I continue to pray for Anissa, her family and her friends. I pause because it is so necessary.
Timothy says
BLW, this is a remarkable piece of writing. Are you by nature a poet? I haven’t read all your posts, but there are parts of this that speak with a power that simply isn’t available in prose. I know this isn’t the kind of discussion you had in mind here, but the quality of your writing deserves attention.
That said, the blur of your existence is beyond my ability to imagine. But I have had occasional periods of intensity (I just came home from one today) that left me hungering for something more and different.
And when that “more and different” finally arrives it is almost always in the form of overlooked miracles that seem so common that we don’t notice them. Your child playing Chopin is–suddenly–no longer the background noise to a busy household; it is a coming together in one place, one moment–in your own living room, one of the finest achievements in the history of all mankind. And it is carried along by your flesh.
Blessings on you Big Little Wolf. Always.
Ambrosia says
There have been so many times that I have wished that time would move slower and faster at the same time. I wanted to fast forward through the horrible pregnancies. I also wanted time to slow down so I could enjoy my time with my husband, and daughter, before baby came.
No matter how much I have tried, time still seems to race at a break neck pace. However, those moments that you have described, those moments when time seems suspended, serve to remind me that time is precious.
Single parenthood is a dual responsibility. I admire you. I am sure you feel you lack in many things, but I bet your boys appreciate how much you do. Even if they don’t show it, they are teenagers : ).

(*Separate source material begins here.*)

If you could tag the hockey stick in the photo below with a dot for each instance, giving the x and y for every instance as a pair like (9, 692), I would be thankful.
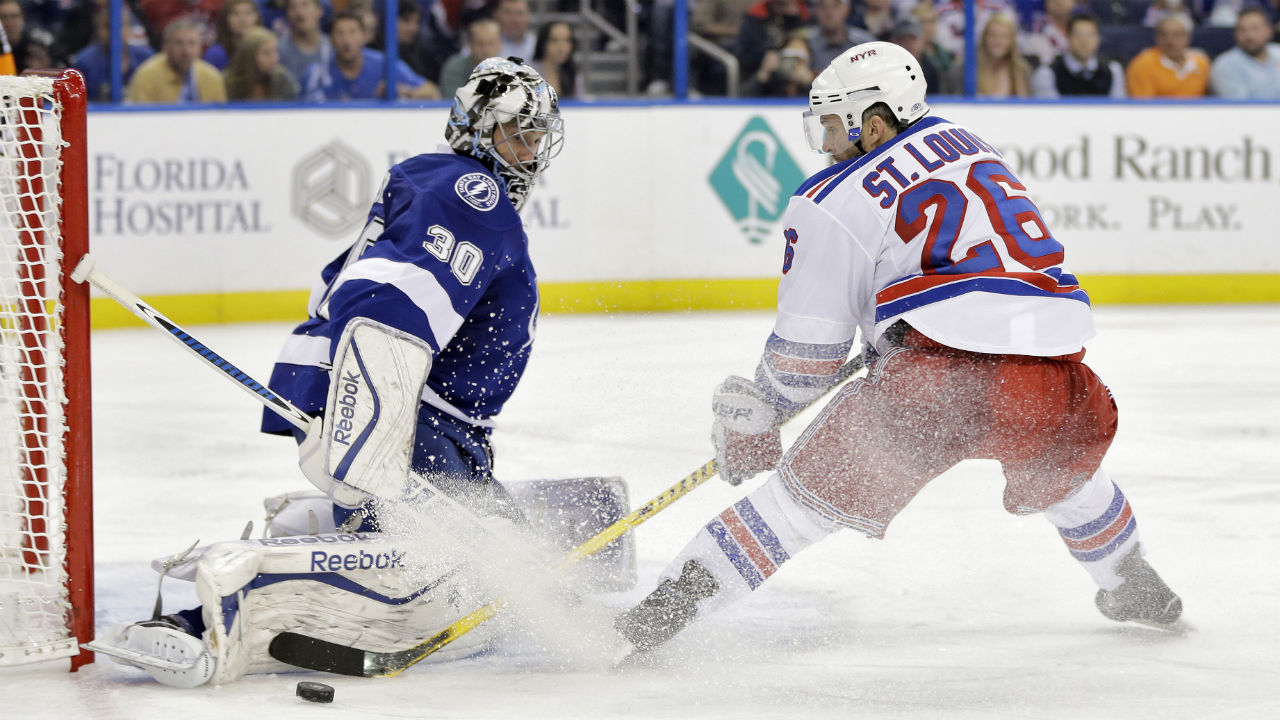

My heart and prayers go out to Anissa and her family.
Goldfsh says
You grabbed my heart and made me stop. It is almost too much. Except that it is so important. The moment. Thank you. Thank you.
saint nobody says
“i don’t know how you do it” (unoriginal, but heartfelt)! keep writing!
Crazy Computer Dad says
Mr. Frost….
The woods are lovely, dark, and deep,
but I have promises to keep,
and miles to go before I sleep,
and miles to go before I sleep.
Ms Dickinson….
Because I could not stop for death,
he kindly stopped for me,
The carriage held but just ourselves,
and immortality.
We slowly drove,
he knew no haste,
and I had put away,
my labor and my leisure too,
For his civility.
Sorry, your headlines in the post evoked these lines from me.
Pecan Pie in response to your last comment. 🙂
We only ever really have the moment we are in. We do not know what the next moment will bring. When I am busy, I really wish that I could slow down to enjoy some of the little things. When things are slow, I feel like there are things I should be doing.
Lindsey says
I went back and read this post this morning – I had marked it when I first read it, wanting to go back when I had more time (as caught as I was in the rush on the original day).
I love your words, I just love them – they speak so profoundly to where I am right now, the reminder that we ought to stop now and then, look around, really SEE. Isn’t it sad, in a way, that it often takes some kind of tragic event to startle us into being? How much are we missing as the days flip by?
This is an absolute preoccupation of mine right now, and I am thankful for the articulate and gorgeous way you describe your thoughts on it.
Thank you.
Joan says
I found your link at Almighty Dad. I enjoyed your post. Sorry to hear about Anissa and I am praying for her and her family.
Although I am married, my husband and I live 3.5 hours from each other (I will be blogging about this soon) so I am functioning as a single mom of 3 for now and the unforeseeable future. I so understand where you are coming from because I have committed to writing daily on top of working 2 jobs and trying to be present at least some of the time for my kids. None of us are guaranteed tomorrow and we should all make the most of today. Thank you for the reminder.